No representation is fully aligned with reality, just aligned enough to be useful. Within the tolerance of “enough,” inaccuracies and insufficiencies abound. But if we still make our way it is accurate enough to function. If the program leaves you lost with little or no guidance, the representation is now misaligned with reality (enough) that it is beyond function and no longer useful.
Now substitute GPS with “the Internet”—a referent that signifies both something very real (cables, code, equipment, laws, labor, coordination, etc.) and a representation of something very real (the idea of ‘the Internet’ or what we believe it to be). How much of “the real” needs to be included in the representation to collectively guide us through reality with enough accuracy to be useful? What is the correct alignment between reality and belief of reality? How much misalignment can we tolerate and still function?

In the construction, maintenance and circulation of social objects, multiple tensions are required to maintain an alignment with reality that is useful enough without becoming useless.
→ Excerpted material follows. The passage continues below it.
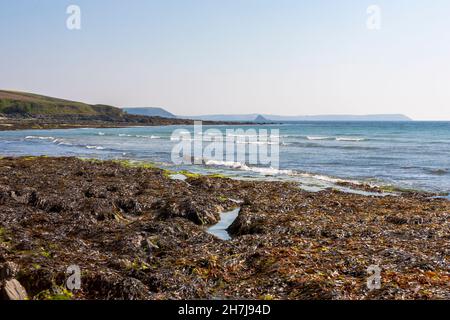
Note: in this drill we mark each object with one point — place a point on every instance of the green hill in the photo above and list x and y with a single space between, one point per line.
20 103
While these categories are not always independent of one another, we propose the following spectrums:
How much reality to keep in a representation?
Which parts of reality?
- Complexity (too complex to be understood vs. too simple to be accurate);
- Compression (too much information to navigate vs. too little to be effective);
- Cognition (distinct enough for recognition vs. too disconnected to be representative).

Consider an icon on a desktop computer. If what you saw was not a distinct graphic but the entanglement of hundreds of lines of code behind it and the compiler process to interpret and access that code, it would be useless (to almost all of us). Your screen of data would be too complex to be understood, contain too much information for you to communicate with your machine or others and would offer no boundary to discern where one set of data ‘ends’ and another begins. The icon offers an abstraction to simplify the process while still accurately connecting you to the information, compressing it so you can navigate and providing a method to recognize it as sets distinct from others.
The icon is useful insofar as the simplified representation aligns with what it claims to be.